Daniel Kaluuya stars in Queen & Slim (Universal) directed by Melina Matsoukas from a script by Lena Waithe. The Golden Globe-nominated actor talked about the importance of under-represented voices in movies. Waithe, creator of the TV series The Chi, called her film “protest art.” Octavia Spencer presented the horror movie Ma (Universal), where she plays the scary lead, with director Tate Taylor (The Help)Receiving the Spotlight award, she was more emotional than when she won a Golden Globe and an Oscar as a producer of Green Book. She confesses that she was so poor growing up that it was a luxury for her to go to the movie theater.

Olivia Wilde, receiving the Breakthrough Director of the year for Booksmart (Annapurna), said: “The only thing better than being an actor is being a director, and to be able to achieve these dreams I’ve had since I was a kid.” Kaitlyn Dever and Beanie Feldstein, the two young stars of the film who play best friends in high school, shared the Female Star of Tomorrow award. Feldstein says: ‘I was inspired by seeing women be funny together on the big screen in Bridesmaids.’
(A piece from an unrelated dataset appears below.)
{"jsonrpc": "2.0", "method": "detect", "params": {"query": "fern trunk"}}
In Lionsgate’s Long Shot, Seth Rogen plays a journalist who gets hired as a speechwriter for Charlize Theron, a Secretary of State running for President in 2020. Upon winning the Comedy Stars award, they joked to the assembled NATO members, “Honestly we’re surprised Trump hasn’t tried to disband you yet. Maybe you should change your name…”

Another political joke at CinemaCon came from Arnold Schwarzenegger, an immigrant from Austria, and former Republican governor of California when presenting Terminator: Dark Fate (Paramount) with Linda Hamilton, he quipped: “Terminate climate change.” Jamie Lee Curtis, daughter of Janet Leigh and Tony Curtis was promoting the murder mystery Knives Out (Lionsgate) written and directed by Rian Johnson. She hugged her young costar Ana de Armas, born in Cuba as if she were her daughter Annie. As the recipient of the Vanguard award, Curtis said that you cannot take away the big screen if you want to preserve the magic of movies, “I truly believe we are in this dance together.”